The report, entitled The Deadly Dozen: Wildlife Diseases in the Age of Climate Change, was released at the IUCN Conservation Congress being held this week in Barcelona, Spain. The report illustrates examples of how certain disease could spread as a result of rising temperatures and precipitation levels.
“We’ve seen Lyme disease work its way up from the US into Canada, and West Nile fever as well,” said William Karesh, director of WCS’s global health programs. “Basically what you have now are fewer frozen nights in this region, and that allows the ticks and mosquitoes that carry these diseases to survive further north.”
The “Deadly Dozen” list—including such diseases as avian influenza, Ebola, cholera, and tuberculosis—is by no means a complete analysis of all infectious diseases that threaten humans and animals.

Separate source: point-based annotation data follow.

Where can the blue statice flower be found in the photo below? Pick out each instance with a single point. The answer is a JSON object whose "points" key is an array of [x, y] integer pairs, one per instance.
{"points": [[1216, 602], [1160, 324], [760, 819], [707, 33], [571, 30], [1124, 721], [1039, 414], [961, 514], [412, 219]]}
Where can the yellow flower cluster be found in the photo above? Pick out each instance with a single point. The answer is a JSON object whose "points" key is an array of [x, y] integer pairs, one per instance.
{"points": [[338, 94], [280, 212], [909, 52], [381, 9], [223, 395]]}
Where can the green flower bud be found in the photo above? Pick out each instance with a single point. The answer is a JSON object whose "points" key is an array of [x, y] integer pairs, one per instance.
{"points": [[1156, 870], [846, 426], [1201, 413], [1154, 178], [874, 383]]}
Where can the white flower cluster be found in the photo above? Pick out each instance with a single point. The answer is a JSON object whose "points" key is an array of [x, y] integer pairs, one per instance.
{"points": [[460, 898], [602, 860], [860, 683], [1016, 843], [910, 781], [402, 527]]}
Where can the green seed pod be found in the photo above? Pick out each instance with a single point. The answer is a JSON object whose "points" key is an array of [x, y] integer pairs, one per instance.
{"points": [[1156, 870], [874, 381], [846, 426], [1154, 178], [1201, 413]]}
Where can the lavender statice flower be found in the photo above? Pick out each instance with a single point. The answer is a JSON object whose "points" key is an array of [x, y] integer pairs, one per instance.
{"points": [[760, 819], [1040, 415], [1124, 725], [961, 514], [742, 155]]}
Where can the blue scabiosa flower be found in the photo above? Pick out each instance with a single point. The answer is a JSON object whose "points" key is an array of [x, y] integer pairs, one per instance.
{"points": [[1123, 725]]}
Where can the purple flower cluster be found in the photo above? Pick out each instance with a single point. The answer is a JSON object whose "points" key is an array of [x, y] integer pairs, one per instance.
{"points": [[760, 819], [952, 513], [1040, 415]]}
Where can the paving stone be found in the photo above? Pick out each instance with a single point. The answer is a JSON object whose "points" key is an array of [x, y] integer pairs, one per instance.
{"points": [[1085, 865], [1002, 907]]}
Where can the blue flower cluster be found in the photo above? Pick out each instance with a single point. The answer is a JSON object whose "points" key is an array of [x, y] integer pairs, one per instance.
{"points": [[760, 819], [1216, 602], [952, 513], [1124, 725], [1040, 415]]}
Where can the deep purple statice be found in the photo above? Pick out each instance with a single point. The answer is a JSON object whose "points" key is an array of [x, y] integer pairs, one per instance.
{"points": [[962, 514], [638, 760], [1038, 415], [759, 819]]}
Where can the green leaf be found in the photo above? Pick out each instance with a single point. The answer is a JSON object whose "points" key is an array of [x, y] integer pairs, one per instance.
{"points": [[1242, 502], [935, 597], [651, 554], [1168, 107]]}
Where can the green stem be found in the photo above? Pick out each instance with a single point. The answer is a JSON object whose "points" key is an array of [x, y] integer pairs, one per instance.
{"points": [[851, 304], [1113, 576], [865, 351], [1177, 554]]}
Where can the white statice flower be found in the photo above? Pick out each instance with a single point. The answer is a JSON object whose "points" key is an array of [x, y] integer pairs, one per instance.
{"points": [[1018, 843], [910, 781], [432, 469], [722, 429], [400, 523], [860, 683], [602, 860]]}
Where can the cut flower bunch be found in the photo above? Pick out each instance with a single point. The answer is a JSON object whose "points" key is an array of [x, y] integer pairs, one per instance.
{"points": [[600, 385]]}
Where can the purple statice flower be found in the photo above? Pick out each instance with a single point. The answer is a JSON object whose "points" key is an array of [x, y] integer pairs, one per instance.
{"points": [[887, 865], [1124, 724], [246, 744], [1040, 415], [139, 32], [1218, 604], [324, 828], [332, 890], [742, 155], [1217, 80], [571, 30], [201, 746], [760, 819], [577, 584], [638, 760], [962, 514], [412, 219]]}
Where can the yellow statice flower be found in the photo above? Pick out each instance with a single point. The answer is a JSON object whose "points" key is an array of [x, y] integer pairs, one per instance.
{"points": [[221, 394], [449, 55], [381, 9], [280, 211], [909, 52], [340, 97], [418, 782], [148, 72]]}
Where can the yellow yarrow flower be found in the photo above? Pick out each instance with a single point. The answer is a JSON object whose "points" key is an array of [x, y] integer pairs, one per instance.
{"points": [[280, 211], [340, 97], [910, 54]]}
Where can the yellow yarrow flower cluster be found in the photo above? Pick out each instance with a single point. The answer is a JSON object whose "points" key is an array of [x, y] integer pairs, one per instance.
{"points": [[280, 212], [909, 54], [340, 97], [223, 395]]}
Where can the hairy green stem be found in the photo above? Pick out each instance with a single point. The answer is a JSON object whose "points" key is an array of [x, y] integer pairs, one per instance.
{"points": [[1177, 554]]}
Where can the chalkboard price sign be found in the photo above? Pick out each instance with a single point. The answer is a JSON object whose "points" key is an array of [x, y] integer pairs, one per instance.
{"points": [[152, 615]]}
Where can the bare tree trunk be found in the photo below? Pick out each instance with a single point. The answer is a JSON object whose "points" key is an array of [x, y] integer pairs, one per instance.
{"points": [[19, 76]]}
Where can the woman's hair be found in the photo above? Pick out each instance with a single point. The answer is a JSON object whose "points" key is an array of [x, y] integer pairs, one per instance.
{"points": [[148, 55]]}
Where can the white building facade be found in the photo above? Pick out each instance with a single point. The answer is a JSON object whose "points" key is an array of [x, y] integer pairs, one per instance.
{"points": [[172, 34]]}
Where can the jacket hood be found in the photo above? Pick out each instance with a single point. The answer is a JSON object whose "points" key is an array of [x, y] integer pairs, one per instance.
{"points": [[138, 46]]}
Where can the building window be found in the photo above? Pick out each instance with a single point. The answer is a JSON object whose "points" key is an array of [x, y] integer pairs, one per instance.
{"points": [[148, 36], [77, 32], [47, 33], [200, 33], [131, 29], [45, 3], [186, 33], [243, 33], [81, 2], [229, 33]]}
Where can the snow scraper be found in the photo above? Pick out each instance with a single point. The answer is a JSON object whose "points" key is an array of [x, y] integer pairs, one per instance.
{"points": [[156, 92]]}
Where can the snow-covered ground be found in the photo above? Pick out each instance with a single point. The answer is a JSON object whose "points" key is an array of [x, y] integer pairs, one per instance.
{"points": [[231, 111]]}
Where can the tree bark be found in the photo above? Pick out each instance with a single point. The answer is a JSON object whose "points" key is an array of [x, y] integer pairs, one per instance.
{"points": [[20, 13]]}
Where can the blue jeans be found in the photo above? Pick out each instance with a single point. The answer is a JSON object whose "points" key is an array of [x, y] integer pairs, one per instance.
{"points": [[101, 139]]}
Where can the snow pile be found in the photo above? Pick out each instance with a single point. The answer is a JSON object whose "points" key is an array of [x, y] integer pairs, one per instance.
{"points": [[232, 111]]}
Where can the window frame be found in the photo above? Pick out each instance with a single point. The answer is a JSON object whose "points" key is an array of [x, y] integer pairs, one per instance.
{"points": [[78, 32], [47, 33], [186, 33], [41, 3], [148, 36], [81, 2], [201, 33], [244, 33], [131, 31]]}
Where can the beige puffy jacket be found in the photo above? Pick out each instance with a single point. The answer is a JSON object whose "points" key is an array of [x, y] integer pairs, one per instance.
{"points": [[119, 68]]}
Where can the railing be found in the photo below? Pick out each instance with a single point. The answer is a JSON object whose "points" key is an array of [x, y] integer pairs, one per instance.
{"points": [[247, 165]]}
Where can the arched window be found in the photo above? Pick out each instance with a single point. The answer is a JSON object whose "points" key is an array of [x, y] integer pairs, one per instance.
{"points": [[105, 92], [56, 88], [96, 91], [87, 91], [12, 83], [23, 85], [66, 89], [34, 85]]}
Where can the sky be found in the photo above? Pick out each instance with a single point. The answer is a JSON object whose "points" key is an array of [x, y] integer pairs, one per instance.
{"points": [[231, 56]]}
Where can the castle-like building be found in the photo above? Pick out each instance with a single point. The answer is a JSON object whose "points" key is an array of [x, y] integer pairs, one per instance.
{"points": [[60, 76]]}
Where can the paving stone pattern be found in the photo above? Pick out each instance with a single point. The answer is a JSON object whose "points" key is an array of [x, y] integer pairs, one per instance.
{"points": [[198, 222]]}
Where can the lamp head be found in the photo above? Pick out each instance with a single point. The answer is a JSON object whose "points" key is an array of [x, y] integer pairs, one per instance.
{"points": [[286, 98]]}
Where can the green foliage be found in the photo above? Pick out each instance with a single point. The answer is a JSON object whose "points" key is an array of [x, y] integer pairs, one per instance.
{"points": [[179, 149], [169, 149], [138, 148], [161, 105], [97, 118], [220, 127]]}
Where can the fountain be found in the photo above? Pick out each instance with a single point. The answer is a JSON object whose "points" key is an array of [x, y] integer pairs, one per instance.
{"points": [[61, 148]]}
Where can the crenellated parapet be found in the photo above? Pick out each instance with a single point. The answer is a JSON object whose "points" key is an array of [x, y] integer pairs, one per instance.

Dr. Steven E. Sanderson, WCS President and CEO of WCS said: “The health of wild animals is tightly linked to the ecosystems in which they live and influenced by the environment surrounding them, and even minor disturbances can have far-reaching consequences on what diseases they might encounter and transmit as climate changes. Monitoring wildlife health will help us predict where those trouble spots will occur and plan how to prepare.”
Source: Wildlife Conservation Society
Photo: Wikimedia Commons






































Meg Hamill
Meg Hamill has been working in the environmental non-profit field in Northern California for the past six years. She currently works as a naturalist for LandPaths (in partnership with the Open Space District) in Santa Rosa California. She teaches poetry in the public school through California Poets in the Schools (CPITS) and has traveled extensively throughout South and Central America, picking up Spanish along the way. In 1999 she completed a thru-hike of the Appalachian Trail. Meg holds an MFA in Creative Writing and has published two books of political/environmental poetry. Read more, buy books and e-mail Meg at www.meghamill.com.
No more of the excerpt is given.